The faithful-reproduction rule still holds: use the cert's OWN data (its API JSON is in /tmp/epc_2026_sample/<cert>.json; generate the Elmhurst worksheet from the same property), NOT a template-edited 001431. Template edits drift (session-1 lesson).

TOOLS & CONVENTIONS

  • PYTHONPATH=/workspaces/model python scripts/eval_api_sap_accuracy.py — headline + TOP-40
    • per-cert /tmp/epc_2026_sample/_results.csv.
  • PYTHONPATH=/workspaces/model python scripts/decompose_api_cost_error.py — component clusters + _cost_decomposition.csv (remember the off-peak caveat above).
  • Sample: ~1009 cached API JSONs at /tmp/epc_2026_sample (override EPC_SAMPLE_CACHE).
  • Conventions (non-negotiable): one cause = one slice = one commit; spec citation (page+line) in the message; AAA test headers; abs(x-y)<=tol not pytest.approx; SAP 10.2 only; no tolerance-widening / xfail; pyright strict net-zero (baseline- compare via git stash); stage files BY NAME (the tree carries unrelated scripts/
    • "sap worksheets/" changes — never git add -A); RdSAP is deterministic — every fix must be a spec rule, not a population data-fit (the user is firm on this); Co-Authored-By: Claude Opus 4.8 <noreply@anthropic.com>.
  • REGRESSION after any calculator change: tests/domain/sap10_calculator/, backend/documents_parser/tests/, datatypes/epc/, and the golden fixtures (esp. 6035).
  • Pre-existing failures to IGNORE (fail on the stashed baseline too, NOT yours): test_from_rdsap_schema.py::…::test_total_floor_area, and the 2 stone-wall U tests in domain/sap10_ml/tests/test_rdsap_uvalues.py (…stone_granite_thin_wall_age_a_120mm…, …stone_sandstone…) — likely fallout from the §5.7 wall-U slice 27375d93; worth a separate fix but not yours to count against net-zero.

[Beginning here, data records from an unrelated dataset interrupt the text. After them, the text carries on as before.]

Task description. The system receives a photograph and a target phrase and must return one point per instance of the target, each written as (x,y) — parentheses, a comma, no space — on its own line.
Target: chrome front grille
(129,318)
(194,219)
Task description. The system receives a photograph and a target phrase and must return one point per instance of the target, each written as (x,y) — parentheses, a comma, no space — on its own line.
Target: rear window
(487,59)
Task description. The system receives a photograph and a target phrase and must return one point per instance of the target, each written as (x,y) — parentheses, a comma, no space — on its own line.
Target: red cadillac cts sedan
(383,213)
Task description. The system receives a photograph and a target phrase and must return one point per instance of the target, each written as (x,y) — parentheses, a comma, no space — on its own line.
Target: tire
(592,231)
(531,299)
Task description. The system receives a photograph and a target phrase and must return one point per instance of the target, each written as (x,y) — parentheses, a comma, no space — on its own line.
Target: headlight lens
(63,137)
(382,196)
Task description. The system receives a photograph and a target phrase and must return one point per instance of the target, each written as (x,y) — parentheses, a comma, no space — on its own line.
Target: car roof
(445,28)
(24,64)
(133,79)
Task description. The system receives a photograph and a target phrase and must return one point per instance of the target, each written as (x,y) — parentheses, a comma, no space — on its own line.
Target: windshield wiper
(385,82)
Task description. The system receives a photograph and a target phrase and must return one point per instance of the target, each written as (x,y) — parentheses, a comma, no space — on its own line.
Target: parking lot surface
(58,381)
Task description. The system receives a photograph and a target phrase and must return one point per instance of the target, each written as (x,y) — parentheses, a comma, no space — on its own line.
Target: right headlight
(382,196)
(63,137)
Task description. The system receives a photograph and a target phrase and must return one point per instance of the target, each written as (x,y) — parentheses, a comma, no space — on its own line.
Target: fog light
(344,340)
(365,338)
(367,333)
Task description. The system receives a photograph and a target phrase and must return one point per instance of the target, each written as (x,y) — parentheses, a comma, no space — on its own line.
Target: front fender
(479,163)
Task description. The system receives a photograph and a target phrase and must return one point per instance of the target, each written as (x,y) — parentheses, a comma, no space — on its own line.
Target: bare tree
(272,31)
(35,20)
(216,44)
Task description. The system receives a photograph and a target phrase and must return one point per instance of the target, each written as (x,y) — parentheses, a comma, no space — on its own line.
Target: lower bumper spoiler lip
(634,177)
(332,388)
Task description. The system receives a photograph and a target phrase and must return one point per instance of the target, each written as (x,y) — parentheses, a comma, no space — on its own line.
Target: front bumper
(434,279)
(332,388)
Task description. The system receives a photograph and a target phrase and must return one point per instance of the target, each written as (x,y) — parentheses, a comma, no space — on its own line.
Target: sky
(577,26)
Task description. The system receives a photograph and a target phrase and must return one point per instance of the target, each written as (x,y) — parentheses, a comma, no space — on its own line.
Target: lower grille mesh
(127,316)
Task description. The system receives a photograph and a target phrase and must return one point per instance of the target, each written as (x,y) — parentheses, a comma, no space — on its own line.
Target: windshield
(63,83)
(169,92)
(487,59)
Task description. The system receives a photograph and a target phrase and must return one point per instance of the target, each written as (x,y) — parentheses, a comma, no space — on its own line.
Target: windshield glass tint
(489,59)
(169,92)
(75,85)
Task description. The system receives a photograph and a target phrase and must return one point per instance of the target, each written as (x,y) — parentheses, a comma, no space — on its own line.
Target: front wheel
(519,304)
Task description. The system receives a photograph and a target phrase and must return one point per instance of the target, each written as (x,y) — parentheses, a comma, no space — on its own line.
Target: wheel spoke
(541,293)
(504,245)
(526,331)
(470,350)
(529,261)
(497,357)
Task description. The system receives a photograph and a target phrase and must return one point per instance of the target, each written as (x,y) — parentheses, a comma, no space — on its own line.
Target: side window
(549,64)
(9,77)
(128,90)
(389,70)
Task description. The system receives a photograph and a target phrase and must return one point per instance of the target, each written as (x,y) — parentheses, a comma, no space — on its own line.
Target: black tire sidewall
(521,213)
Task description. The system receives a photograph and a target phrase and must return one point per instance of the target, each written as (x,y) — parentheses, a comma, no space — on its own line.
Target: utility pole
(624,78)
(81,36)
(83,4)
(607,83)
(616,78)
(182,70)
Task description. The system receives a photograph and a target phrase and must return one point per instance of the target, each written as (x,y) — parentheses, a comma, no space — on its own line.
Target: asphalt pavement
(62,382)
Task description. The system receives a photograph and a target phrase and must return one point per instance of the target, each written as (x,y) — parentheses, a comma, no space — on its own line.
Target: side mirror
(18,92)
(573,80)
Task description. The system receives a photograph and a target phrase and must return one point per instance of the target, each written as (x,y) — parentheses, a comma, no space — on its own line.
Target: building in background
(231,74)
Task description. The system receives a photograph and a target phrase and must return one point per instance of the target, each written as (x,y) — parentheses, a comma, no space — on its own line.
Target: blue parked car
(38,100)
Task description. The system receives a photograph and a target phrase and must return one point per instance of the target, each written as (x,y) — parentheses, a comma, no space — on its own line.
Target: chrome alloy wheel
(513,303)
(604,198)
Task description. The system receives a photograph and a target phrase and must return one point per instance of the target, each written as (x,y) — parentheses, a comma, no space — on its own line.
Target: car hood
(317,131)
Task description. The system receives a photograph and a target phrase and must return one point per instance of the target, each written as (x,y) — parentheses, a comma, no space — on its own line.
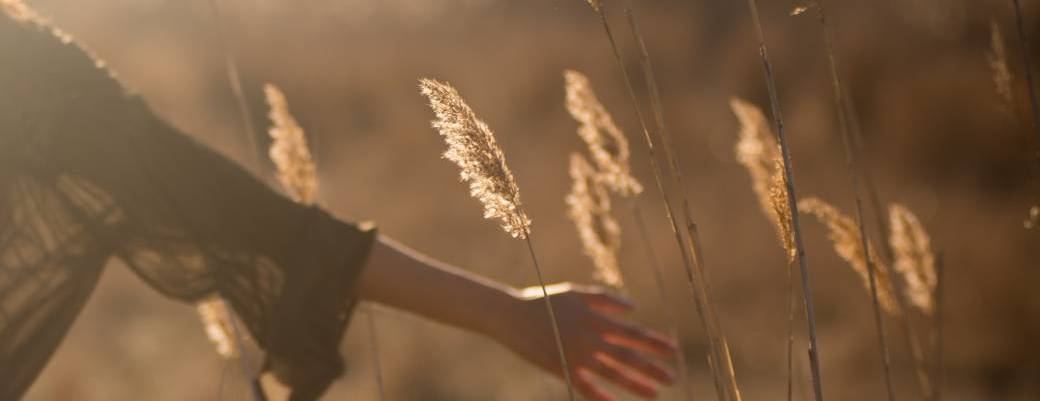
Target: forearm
(404,278)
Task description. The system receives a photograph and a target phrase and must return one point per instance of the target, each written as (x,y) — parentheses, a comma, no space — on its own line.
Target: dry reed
(473,149)
(997,58)
(1028,65)
(914,260)
(720,362)
(606,142)
(245,115)
(297,174)
(759,154)
(600,134)
(589,207)
(852,160)
(845,236)
(288,150)
(788,171)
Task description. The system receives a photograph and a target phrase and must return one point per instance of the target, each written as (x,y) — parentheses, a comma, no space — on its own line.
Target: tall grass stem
(665,298)
(552,319)
(791,199)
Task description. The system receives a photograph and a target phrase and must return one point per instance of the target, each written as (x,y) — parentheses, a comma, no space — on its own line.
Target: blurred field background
(939,137)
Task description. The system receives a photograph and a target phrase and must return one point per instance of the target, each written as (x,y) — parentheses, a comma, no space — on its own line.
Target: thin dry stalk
(939,316)
(609,146)
(1028,63)
(791,199)
(997,58)
(589,208)
(723,353)
(755,150)
(914,260)
(374,349)
(909,332)
(694,278)
(854,174)
(235,83)
(245,115)
(846,238)
(672,317)
(473,149)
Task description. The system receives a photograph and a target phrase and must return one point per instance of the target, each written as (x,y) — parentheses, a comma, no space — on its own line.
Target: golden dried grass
(589,208)
(217,325)
(997,58)
(289,151)
(759,154)
(1034,219)
(472,146)
(913,257)
(845,235)
(606,142)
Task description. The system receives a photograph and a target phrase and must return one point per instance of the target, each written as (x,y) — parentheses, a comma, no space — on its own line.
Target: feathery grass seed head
(472,146)
(845,235)
(606,142)
(781,210)
(914,259)
(589,207)
(289,151)
(759,154)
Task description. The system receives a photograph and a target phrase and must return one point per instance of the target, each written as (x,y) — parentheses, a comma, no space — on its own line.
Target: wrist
(498,314)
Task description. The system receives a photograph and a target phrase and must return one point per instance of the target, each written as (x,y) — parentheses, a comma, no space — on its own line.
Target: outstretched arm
(596,342)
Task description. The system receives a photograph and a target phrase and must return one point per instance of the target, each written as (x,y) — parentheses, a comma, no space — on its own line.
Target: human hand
(596,343)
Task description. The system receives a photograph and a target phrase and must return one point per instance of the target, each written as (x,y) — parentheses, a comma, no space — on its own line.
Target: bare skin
(596,342)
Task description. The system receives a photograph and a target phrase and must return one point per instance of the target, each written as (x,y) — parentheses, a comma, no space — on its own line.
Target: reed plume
(472,146)
(845,236)
(788,171)
(599,131)
(606,142)
(852,160)
(288,151)
(914,259)
(297,174)
(997,58)
(780,204)
(682,228)
(589,207)
(758,153)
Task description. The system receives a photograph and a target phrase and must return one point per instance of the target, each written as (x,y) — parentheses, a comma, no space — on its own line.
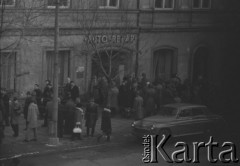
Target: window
(62,3)
(7,2)
(185,113)
(201,4)
(164,4)
(164,63)
(63,64)
(8,70)
(109,4)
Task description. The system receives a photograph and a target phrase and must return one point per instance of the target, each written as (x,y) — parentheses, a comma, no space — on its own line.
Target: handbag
(77,129)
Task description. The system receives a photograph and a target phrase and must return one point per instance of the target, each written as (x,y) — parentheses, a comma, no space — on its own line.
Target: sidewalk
(15,147)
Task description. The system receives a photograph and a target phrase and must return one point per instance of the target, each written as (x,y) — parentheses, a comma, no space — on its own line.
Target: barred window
(201,4)
(7,2)
(164,4)
(109,3)
(62,3)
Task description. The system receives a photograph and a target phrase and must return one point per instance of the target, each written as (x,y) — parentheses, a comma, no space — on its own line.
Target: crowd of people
(133,98)
(39,105)
(139,98)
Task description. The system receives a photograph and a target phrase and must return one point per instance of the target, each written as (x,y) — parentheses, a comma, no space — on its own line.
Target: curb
(54,151)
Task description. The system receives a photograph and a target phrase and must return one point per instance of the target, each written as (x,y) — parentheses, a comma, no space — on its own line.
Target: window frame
(13,5)
(110,7)
(163,8)
(60,7)
(201,6)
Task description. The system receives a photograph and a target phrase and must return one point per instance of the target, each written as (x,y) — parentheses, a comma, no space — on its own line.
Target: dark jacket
(106,125)
(74,92)
(26,105)
(47,95)
(91,115)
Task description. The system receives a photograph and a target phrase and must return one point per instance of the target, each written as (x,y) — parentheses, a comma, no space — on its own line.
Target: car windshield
(168,111)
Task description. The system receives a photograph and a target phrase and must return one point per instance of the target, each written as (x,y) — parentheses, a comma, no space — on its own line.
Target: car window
(168,111)
(198,111)
(185,113)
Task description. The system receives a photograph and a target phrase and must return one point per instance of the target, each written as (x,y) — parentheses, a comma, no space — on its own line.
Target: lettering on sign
(103,39)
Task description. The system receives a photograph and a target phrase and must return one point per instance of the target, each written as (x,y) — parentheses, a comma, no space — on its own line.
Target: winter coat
(49,109)
(106,125)
(91,115)
(69,115)
(15,113)
(32,117)
(113,97)
(79,116)
(138,107)
(26,105)
(74,92)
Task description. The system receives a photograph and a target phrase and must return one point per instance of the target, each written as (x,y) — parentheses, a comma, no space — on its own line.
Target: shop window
(109,3)
(201,63)
(164,63)
(63,64)
(201,4)
(164,4)
(8,70)
(62,3)
(7,3)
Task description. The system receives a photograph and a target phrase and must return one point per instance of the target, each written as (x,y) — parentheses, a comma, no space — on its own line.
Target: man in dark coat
(69,115)
(47,93)
(26,105)
(91,116)
(5,99)
(60,118)
(106,125)
(38,94)
(74,91)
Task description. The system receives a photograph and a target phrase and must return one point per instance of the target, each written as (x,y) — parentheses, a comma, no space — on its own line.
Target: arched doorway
(164,63)
(114,63)
(200,64)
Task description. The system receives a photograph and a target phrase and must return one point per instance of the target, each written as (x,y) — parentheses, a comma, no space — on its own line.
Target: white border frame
(61,7)
(201,8)
(163,8)
(110,7)
(13,5)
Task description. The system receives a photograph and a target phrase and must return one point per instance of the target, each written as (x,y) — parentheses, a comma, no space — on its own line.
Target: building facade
(158,37)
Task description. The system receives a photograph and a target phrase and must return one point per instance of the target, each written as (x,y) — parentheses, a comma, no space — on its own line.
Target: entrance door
(164,63)
(113,62)
(8,70)
(63,63)
(201,63)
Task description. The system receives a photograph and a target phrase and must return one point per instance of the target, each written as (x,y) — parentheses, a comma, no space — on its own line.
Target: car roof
(183,105)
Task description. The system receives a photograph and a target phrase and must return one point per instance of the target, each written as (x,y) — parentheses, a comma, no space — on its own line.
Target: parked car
(179,120)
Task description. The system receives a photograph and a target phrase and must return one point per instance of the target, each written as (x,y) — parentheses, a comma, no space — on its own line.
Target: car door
(183,123)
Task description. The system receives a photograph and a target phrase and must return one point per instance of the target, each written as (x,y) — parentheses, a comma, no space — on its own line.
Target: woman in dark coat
(15,116)
(91,116)
(106,125)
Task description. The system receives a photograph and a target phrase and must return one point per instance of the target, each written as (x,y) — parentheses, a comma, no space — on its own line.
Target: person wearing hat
(106,125)
(32,120)
(15,116)
(47,93)
(78,119)
(91,116)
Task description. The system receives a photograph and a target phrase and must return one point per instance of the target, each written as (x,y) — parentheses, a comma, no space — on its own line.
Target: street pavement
(13,147)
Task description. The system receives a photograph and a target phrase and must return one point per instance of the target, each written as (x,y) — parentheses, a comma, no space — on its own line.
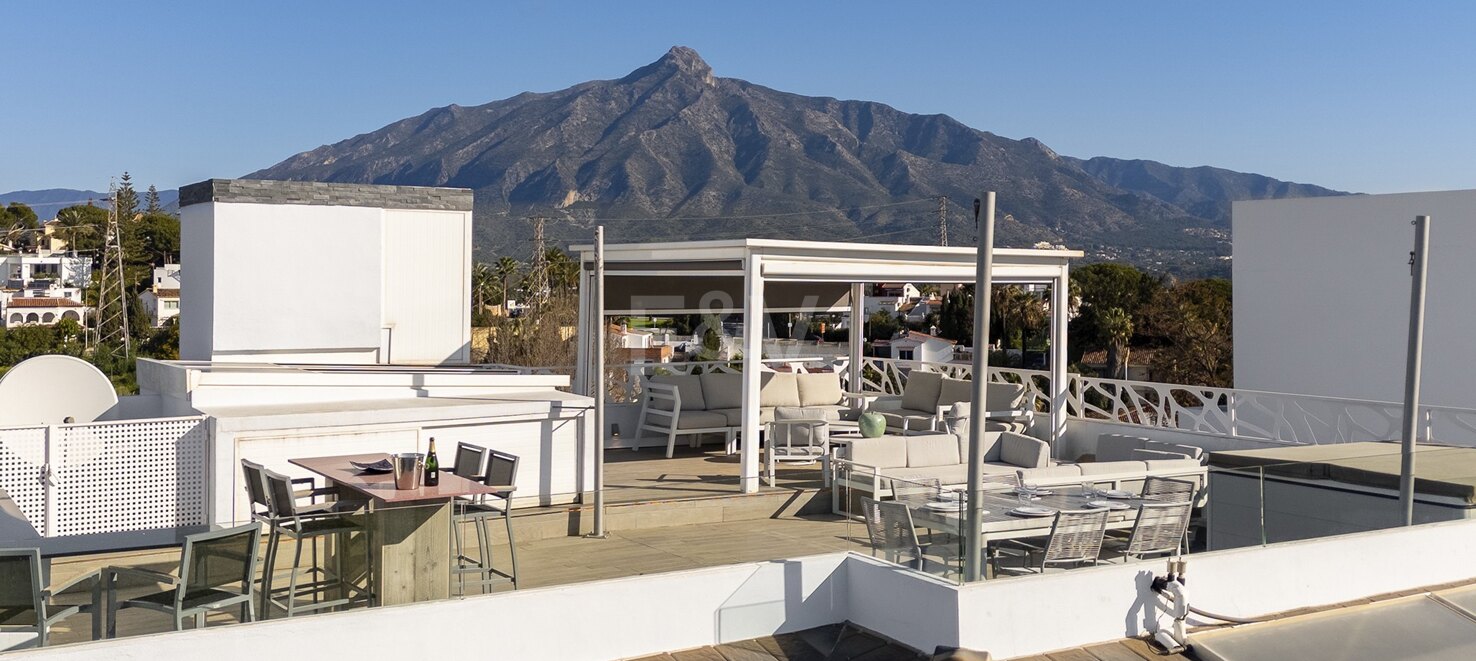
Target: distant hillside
(675,152)
(1205,192)
(47,202)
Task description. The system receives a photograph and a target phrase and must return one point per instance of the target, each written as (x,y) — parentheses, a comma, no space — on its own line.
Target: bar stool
(287,518)
(502,469)
(470,459)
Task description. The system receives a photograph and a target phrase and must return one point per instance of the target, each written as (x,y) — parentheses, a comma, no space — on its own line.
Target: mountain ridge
(672,140)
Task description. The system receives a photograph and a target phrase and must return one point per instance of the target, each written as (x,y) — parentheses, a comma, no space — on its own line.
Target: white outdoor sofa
(712,402)
(929,396)
(870,465)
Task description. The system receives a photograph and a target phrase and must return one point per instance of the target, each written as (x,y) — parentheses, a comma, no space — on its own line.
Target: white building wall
(427,279)
(322,284)
(1323,295)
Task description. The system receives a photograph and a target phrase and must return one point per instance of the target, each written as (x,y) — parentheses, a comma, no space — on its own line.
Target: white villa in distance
(161,300)
(43,288)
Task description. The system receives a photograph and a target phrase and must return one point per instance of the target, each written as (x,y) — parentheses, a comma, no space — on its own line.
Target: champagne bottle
(433,466)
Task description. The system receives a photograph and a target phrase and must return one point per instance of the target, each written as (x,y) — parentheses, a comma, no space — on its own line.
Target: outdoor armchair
(27,605)
(214,574)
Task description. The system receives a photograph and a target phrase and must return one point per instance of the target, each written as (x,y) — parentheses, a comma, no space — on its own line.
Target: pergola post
(1060,379)
(858,332)
(582,331)
(752,360)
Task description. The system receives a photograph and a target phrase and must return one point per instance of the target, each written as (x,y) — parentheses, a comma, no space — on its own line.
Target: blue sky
(1349,95)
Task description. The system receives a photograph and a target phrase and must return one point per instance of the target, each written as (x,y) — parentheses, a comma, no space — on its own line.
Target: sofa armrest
(1025,452)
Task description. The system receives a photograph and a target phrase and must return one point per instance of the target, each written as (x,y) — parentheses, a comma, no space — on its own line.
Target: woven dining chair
(1159,528)
(901,545)
(915,490)
(502,471)
(216,573)
(470,461)
(1076,537)
(304,524)
(27,604)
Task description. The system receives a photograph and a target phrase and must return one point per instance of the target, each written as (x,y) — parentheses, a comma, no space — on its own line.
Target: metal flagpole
(598,391)
(983,281)
(1411,371)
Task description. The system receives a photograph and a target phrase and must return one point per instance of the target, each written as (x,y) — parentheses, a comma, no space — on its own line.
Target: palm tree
(505,270)
(483,286)
(1115,326)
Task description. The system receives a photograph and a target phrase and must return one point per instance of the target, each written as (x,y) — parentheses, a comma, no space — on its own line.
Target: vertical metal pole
(858,334)
(1411,371)
(983,284)
(598,378)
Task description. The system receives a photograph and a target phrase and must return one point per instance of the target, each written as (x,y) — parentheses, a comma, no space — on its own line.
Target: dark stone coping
(261,191)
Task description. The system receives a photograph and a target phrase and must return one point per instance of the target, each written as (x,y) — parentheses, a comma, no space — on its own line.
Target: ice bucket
(408,469)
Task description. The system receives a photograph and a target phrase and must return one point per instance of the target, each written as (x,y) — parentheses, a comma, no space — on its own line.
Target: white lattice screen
(22,456)
(129,475)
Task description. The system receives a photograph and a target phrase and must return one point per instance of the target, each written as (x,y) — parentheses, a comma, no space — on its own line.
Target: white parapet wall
(1014,617)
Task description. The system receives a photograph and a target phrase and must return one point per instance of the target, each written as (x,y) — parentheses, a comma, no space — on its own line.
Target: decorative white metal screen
(22,461)
(129,475)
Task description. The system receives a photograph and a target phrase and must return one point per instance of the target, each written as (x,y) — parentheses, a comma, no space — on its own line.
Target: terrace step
(576,520)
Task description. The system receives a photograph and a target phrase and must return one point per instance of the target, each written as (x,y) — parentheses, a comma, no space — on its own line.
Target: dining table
(409,528)
(998,521)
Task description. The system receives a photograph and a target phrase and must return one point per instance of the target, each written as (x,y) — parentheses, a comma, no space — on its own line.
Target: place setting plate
(374,466)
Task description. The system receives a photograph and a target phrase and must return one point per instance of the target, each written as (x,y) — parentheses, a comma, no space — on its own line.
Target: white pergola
(757,276)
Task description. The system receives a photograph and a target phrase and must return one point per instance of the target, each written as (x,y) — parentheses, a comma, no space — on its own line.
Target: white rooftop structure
(391,267)
(757,276)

ARCHITECTURE NOTES THAT COST TIME (so you don't re-discover them)

  • The API cost path uses inputs.fuel_cost (the Table-32/12a precompute, _fuel_cost), NOT the scalar space_heating_fuel_cost_gbp_per_kwh. calculator.py:540 picks the precompute when populated, ELSE the legacy scalar fields. _fuel_cost returns a ZERO sentinel for any off-peak tariff → the calculator then falls back to the legacy scalar fields (which DO carry the off-peak rate from _space_heating_fuel_cost_gbp_per_kwh). So a tariff change only bites if it flips _fuel_cost's tariff off STANDARD.
  • _table_12a_system_for_main maps cat-10 room heaters → OTHER_DIRECT_ACTING_ELECTRIC but leaves storage (401-409, correct: → None → 100% low rate) and direct-boiler 191 / CPSU as TODO (→ None → pure low rate, which OVER-credits 191 on off-peak). Wiring 191/CPSU rows is a prerequisite if you ever revisit Rule-3-on-Unknown.
  • Fuel codes stored on SapResult are the RAW API enum (26 = mains gas), not Table-12 codes — translate via table_12.API_FUEL_TO_TABLE_12 (the decomposition script does this).